“How did you find all this out?” demanded the Colonel. “I should doubt whether anyone except, I suppose, Drybeck knows anything about Ainstable's affairs. And, good God, he wouldn't talk about a client's private business!”

“Properly speaking,” replied Hemingway, “it was Harbottle who discovered it. And Mr. Drybeck wasn't the only person who knew there'd been a settlement. Sampson Warrenby knew it. And unless I'm much mistaken, Mr. Haswell knows it too—or at any rate suspects it.”

“I should have said that Warrenby was the last man in the world Ainstable would have confided in! But go on!”

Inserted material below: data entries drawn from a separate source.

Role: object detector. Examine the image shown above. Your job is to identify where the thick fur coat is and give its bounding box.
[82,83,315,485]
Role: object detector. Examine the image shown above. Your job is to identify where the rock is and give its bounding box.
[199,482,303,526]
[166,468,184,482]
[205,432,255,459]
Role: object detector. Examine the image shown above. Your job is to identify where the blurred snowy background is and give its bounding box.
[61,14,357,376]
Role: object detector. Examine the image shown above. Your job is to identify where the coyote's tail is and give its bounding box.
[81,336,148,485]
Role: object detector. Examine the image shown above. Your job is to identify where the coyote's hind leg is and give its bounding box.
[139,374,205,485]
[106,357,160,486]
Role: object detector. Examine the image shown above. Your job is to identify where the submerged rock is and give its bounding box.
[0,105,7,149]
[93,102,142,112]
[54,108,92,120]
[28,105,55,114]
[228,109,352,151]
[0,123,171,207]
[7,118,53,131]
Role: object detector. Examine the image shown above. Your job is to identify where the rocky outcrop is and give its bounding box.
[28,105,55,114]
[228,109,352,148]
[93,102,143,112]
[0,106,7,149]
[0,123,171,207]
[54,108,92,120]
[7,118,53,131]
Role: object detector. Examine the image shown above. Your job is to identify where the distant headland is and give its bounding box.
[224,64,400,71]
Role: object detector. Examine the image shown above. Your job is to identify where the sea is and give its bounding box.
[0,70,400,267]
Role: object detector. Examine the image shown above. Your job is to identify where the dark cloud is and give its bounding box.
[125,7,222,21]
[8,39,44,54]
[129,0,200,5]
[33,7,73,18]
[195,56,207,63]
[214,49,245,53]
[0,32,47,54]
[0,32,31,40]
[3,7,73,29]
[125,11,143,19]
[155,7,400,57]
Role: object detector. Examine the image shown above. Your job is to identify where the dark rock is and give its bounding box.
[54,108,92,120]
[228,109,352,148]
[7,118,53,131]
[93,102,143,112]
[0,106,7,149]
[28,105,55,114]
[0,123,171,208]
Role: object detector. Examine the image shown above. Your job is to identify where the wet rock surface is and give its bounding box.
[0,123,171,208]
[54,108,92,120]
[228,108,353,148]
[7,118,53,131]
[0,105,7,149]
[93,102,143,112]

“I'm dead sure he didn't confide to him, sir. Warrenby found it out. There's a copy of a letter he wrote to the solicitors of the trustees, saying that he had a client that was interested in Mr. Ainstable's gravel-pit, and that he was informed they were the proper people for him to apply to. And there's an answer from this firm, all very plain, stating that although any money would have to be paid to them, acting for the trustees, to be apportioned as between the tenant-for-life and the trust funds, all such contracts were a matter for Mr. Ainstable only. Now, on the face of it, it looks as if Warrenby must have approached Mr. Drybeck, knowing him to be Mr. Ainstable's solicitor, and been passed on by him to this London firm.”

“I suppose so,” said the Colonel, staring at him.

“Yes, sir, only I've met a lot of false faces in my time, and it's my belief this is one of them. I don't doubt Warrenby got the information he wanted out of Mr. Drybeck, but I should say he didn't appear in the matter himself. In fact, I don't know how he managed it, which is probably just as well, because I've got a strong notion that if ever I got to the bottom of the methods the late lamented employed to find out things about his neighbours I'd very likely get up a subscription for the man who did him in, instead of arresting him.”

“I don't follow you,” the Colonel said. “Why should Warrenby not appear in the matter? It seems to me that if he had a client—”

“Yes, sir, but another strong notion I have is that he hadn't got any such thing. Seems highly unnatural to me that Mr. Drybeck should never have mentioned the matter to the Squire, and that he didn't I'm quite satisfied. It came as news to Mr. Ainstable—and no such very pleasant news either.”

The Colonel stirred restlessly. “What makes you think there was no client?”

“The fact that we don't hear anything more about him, sir. Having gone to the trouble of finding out who was the right person to apply to, Warrenby didn't apply to him.”